Il graphic design italiano che fu…


Sul Corriere della Sera di oggi si parla del graphic design che fu e si intuisce il vuoto…

Sembra proprio che fino ad un certo periodo, metà degli anni 70, le grandi aziende e i grandi marchi italiani dessero molta responsabilità ai progettisti con cui collaboravano, dando loro anche la libertà di sperimentare. E riuscivano spesso a costruire dei codici visivi che divenivano marchi essi stessi.

“Con inguaribile ottimismo si affronta la fila per ammirare il graphic design italiano alla Triennale. Capita così di scoprire che ‘in antico’ i nostri predecessori venivano investiti di responsabilità che noi oggi neanche ci sognamo: progetti per marche come Olivetti, Pirelli, Rinascente, che presentano segni inequivocabili di appartenere ad un design di serie A.

Che il mondo ci ha invidiato e spesso copiato. Lavori in cui ci si metteva in gioco, come designer e forse soprattutto come aziende. Che bello. A fare un’analisi meno emozionale emerge però un dato preoccupante: i progetti in questione, immortalati da innumerevoli iphone dei molti visitatori, sono per la maggior parte antecedenti al 1975. “Formidabili quegli anni”, viene da dire, peccato che  molti di noi non erano neanche nati,  professionalmente e/o come da anagrafe.

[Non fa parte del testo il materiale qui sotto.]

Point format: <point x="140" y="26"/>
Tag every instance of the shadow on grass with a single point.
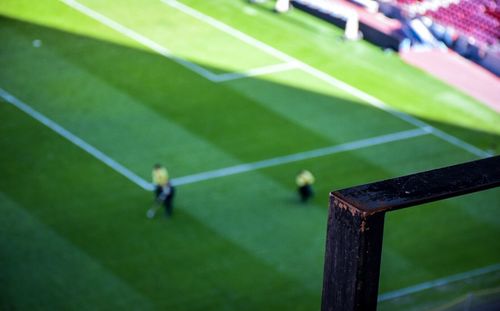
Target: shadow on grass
<point x="250" y="119"/>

Anche i grandi marchi di prodotti alimentari – che attualmente sfoggiano un packaging che, con le sue zuccherosità nazionalpopolari, più altro lo toglie, l’appetito – quegli stessi marchi ‘a quei tempi’ sapevano a chi affidare il lavoro, invece.”

dall’articolo di Claudia Neri

La riflessione è: colpa nostra, dei graphic designer, o colpa dei committenti? Il mercato è cambiato e anche il progettista è stato ingoiato dalle varie agenzie di pubblicità prima, di comunicazione integrata poi, ma non è nemmeno questa la ragione. La ragione è che adesso non viene lasciato più spazio all’intuizione, all’amore per il lavoro, alla concezione che già fare una cosa bella possa bastare. Tutto è targettizzato, analizzato, sezionato e deve portare al profitto economico, non più ad un profitto emotivo, apparentemente intangibile eppure molto gratificante.

Viene da pensare che le aziende non abbiano più il coraggio di affermare la loro unicità e si accontentino di vendere un po’ più dei concorrenti. È saltato quel fattore umano e imprevedibile che rendeva la comunicazione divertente e stimolante.

Com’è che siamo passati da queste pubblicità colorate, eleganti ed ironiche ad una serie di foto tutte uguali, perlopiù con donne scosciate che urlano slogan sgrammaticati?